Avoid the Resume-Screening Process

As a former corporate recruiters, we quickly learned that resumes are typically used to weed out potential candidates. If you’ve ever been in the position to hire new employees, you know how this goes. No matter how many job openings a company may have, it simply doesn’t have the time or staff to interview every single applicant. We sifted through the day’s resumes and made three piles: “Great,” “Possible,” and “Never.” I called people from the “Great” stack for interviews. Eventually, we threw out or filed the “Possible” and “Never” resumes.

With the advent of resume-screening software, or Applicant Tracking Systems (ATS), your executive resume may be scanned as quickly as any other resume, either by a screener in the human resources department (who may pass it on to the hiring executive) or electronically by a computer.
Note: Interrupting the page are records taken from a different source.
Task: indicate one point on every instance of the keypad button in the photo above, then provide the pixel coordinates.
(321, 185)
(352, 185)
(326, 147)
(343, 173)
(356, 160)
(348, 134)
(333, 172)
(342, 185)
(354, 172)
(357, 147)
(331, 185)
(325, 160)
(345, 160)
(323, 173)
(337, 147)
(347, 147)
In both situations, employers are looking for essential keywords that relate to their job requirements, including, but certainly not limited to, project management, budgeting, international marketing, team leadership, staff training, finance, CEO, COO, CFO and so on. Computers and people may also be searching for particular certifications, software brand names or keywords specific to certain industries. Assuming this is found, readers may then check for a steady work history (little or no job-hopping, or too many jobs in too short a time), educational background or training.

If the initial glance passes muster, the HR representative may pass along your resume, with several others, to the hiring executive. Typically, that manager is the direct supervisor over the position and will make the final decision about whom to call for interviews. The initial interview is usually conducted by HR department staff (many of whom may not have a detailed understanding of the position at hand), and a short list of candidates is created.

Finally, three to five candidates will be interviewed by the hiring manager (sometimes with other department managers present), and a decision is made to offer the position to the candidate who best suits their needs, corporate environment, payroll budget and, most importantly, who is most liked among that group of hiring managers.

Clearly, there are plenty of opportunities throughout the process to eliminate resumes and candidates. Your job search isn’t about having every possible degree or certificate or qualification—it’s about making the best of what you have and what you can offer, right now. It’s about winning the confidence of others and about not being eliminated by someone else who may technically be less qualified than you.